Ma il mondo reietto della ricerca ha avuto una piccola rivincita con la visita a sorpresa qualche giorno fa del Presidente Macron a Marsiglia, dopo un’accorata mobilitazione di esperti dietro al mitico Professor Raoult. Esperto in malattie infettive e ricercatore, Raoult incarna con la sua clinica l’IHU l’efficacia del trattamento a più basso costo che per ora esista per curare i pazienti affetti da coronavirus. Un protocollo che abbina due molecole Clorochina e Azitromicina al quale il governo francese preferisce un costosissimo trattamento preconizzato addirittura per decreto e rivelatosi inefficace dai test. Un vero fallimento economico, ma anche culturale se notiamo che il protocollo del professor Raoult è anche quello della Cina.

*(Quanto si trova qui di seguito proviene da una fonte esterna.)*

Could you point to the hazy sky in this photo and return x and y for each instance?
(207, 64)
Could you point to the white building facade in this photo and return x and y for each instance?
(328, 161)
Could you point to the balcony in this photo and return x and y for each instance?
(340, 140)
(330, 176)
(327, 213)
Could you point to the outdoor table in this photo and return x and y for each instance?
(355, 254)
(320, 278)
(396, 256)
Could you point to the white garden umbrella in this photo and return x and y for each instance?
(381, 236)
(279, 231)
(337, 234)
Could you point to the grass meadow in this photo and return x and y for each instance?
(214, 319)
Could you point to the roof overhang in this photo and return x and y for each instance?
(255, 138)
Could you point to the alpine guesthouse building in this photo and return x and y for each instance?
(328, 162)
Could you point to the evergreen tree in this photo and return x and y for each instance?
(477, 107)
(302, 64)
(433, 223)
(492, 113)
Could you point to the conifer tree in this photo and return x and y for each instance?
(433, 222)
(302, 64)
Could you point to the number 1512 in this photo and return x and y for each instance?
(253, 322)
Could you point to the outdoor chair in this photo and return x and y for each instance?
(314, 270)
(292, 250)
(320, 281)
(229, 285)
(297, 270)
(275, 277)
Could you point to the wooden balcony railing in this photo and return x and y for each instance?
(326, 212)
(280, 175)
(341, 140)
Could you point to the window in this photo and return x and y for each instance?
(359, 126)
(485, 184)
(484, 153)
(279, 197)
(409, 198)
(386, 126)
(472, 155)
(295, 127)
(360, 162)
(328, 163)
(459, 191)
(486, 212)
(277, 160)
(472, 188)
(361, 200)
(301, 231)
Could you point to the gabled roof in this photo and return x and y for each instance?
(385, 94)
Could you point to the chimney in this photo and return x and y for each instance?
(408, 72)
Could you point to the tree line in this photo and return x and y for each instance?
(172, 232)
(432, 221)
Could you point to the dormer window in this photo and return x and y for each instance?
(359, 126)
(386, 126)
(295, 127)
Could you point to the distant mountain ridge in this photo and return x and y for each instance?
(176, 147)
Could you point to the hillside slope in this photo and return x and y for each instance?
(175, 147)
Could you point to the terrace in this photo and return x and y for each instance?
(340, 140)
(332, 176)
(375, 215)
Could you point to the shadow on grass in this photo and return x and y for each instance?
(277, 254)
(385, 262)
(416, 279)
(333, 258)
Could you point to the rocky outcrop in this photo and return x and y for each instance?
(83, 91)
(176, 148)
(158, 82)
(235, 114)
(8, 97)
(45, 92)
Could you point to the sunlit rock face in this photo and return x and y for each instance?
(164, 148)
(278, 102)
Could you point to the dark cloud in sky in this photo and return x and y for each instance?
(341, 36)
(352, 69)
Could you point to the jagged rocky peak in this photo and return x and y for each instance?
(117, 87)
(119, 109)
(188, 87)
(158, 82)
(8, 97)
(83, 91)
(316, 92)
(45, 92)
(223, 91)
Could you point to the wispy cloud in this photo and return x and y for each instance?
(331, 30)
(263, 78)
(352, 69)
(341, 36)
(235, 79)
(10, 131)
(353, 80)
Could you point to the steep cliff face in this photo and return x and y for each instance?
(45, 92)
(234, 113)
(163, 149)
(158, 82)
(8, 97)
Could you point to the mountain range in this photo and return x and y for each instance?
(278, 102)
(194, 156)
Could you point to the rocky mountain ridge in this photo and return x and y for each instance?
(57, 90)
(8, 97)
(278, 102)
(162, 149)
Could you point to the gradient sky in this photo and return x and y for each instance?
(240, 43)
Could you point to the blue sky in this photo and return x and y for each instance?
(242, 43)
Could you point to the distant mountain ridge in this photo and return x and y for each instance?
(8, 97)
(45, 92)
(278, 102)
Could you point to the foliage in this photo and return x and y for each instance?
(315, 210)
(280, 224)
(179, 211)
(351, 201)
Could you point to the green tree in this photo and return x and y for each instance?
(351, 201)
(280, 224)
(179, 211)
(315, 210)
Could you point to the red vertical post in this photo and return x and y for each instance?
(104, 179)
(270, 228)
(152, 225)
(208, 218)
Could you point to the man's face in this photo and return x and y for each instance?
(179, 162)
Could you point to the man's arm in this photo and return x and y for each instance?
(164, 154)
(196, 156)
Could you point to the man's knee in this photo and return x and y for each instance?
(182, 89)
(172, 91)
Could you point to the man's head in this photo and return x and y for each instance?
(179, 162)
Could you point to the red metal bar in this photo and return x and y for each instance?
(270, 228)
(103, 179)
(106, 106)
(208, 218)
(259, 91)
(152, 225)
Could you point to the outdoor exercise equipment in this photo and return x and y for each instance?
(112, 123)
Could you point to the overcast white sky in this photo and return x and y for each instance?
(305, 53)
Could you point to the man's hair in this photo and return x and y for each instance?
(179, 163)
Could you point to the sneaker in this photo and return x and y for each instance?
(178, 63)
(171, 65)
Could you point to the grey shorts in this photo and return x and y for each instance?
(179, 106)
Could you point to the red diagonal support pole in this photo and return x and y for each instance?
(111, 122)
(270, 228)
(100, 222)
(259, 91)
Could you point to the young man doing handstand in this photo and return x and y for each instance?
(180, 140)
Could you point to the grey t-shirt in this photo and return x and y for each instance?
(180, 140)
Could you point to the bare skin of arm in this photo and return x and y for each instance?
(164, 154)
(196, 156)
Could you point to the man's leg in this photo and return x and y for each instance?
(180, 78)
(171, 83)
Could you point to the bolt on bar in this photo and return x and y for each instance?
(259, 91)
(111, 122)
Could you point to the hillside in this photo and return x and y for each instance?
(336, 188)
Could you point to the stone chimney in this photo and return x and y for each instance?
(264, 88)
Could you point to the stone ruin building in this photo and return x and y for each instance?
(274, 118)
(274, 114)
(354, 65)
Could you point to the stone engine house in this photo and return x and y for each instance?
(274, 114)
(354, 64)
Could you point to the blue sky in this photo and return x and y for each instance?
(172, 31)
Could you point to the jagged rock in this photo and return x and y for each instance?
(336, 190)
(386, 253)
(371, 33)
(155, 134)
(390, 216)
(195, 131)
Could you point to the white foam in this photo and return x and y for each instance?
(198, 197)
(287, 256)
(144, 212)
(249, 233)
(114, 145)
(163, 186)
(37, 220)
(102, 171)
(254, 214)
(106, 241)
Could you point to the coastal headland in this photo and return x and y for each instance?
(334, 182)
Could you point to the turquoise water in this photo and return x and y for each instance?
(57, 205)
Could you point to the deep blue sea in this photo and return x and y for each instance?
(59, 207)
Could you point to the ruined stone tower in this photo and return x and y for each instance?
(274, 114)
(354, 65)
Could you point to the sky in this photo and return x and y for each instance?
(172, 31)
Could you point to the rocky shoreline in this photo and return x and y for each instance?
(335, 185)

Con il tour scientifico last minute di Macron, si è visto il potere improvvisare troppo tardi, nel momento dell’urgenza e in barba alla quarantena, una visita (pur se di facciata) a vari centri di ricerca francesi. È esattamente quello che il potere senza una direzione culturale – quindi scientifica – crede di avere il privilegio di fare: poter optare estemporaneamente e in balia degli interessi del momento per la strada più vantaggiosa. Un’illusione catastrofica.

Artisti della stoffa e dall’esperienza del Dr. Raoult ci sono, anche e soprattutto in Italia, ma la guerra è arrivata senza un progetto Manhattan: non un politico e di fatto non un museo ha preventivamente voluto reclutare quegli artisti che hanno già inventato il vaccino anti-isolamento e aspettano solo di poter produrre. Ma quale democrazia già arresa e in quarantena sarebbe pronta a schierarsi contro i Paesi esportatori di mascherine, respiratori e altri rimedi intermediari?